心臓が針の筵の上で転がされているような感覚と恐怖心。

 見直してみると1回、書いたようだが、改めて書く。私の記憶は不確かで、そんなことさえ忘れてしまったり、10年前の出来事が1年前のことのように思い出されたり、その逆もある。

 

 数年前、心臓が針の筵の上で転がされているような感覚を味わった。ネットで「心疾患より辛い」と書いたら「心疾患をバカにするな」というコメントをいただいた。

 しかし、実際、エコノミークラス症候群で救急搬送されたときより苦しかった。それ以上の苦痛が24時間、続くのだ。

 やっと1日が終ったと思っても、寝ると心臓が突き刺されるような感覚で1時間もせずに目が覚める。

 当時の主治医に訴えても「ゴロゴロしていたいための言い訳」と言われ、眠っていられないと言っても「夜更かししていたいための言い訳」と言われた。

 しかし、本当に心臓が針の筵の上で転がされているという以外、表現できない苦しさなのだ。それが1年続き、髪の毛は総白髪になった。

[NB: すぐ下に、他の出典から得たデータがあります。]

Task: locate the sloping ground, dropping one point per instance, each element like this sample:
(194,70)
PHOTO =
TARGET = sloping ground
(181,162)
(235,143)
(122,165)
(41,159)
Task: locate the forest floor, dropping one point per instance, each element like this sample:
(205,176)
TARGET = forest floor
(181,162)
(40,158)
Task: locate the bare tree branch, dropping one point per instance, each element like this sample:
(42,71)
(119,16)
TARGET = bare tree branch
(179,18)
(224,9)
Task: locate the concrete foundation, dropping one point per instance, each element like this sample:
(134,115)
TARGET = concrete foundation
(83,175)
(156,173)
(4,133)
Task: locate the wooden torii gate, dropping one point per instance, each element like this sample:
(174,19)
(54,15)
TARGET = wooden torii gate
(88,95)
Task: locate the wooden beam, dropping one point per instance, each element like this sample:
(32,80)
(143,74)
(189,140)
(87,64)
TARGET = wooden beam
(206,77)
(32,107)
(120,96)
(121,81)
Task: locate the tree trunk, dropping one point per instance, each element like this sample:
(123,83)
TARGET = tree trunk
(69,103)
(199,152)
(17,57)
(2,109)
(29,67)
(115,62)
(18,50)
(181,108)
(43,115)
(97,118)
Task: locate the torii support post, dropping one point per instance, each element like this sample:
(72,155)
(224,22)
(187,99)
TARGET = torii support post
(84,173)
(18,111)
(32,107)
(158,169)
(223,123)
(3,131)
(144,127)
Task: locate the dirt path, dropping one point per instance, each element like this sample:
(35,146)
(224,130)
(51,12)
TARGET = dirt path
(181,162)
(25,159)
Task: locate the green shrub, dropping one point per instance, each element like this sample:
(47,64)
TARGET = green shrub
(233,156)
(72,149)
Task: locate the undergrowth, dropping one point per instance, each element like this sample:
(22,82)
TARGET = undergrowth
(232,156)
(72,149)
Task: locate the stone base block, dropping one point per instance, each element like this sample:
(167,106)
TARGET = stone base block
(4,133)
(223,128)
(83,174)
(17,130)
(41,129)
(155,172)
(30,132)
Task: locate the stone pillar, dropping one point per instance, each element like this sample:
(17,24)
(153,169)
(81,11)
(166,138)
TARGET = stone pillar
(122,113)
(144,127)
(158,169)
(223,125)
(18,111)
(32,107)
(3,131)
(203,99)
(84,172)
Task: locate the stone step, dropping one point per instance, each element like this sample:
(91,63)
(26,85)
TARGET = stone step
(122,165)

 今朝もそうだが、今でも、恐怖感に襲われることがある。あれは何故だろう。汚部屋になった寓居で、すべてを失ったときの恐怖を考えるからだろうか。

 とにかく恐怖で、驚かされている状態が何時間も続くことが、ままある。あの感覚は味わいたくないと思うが、また味わう。

 味わったことがある人しか解らない感覚だろうと思うが、あの感覚は、味わない方が良い。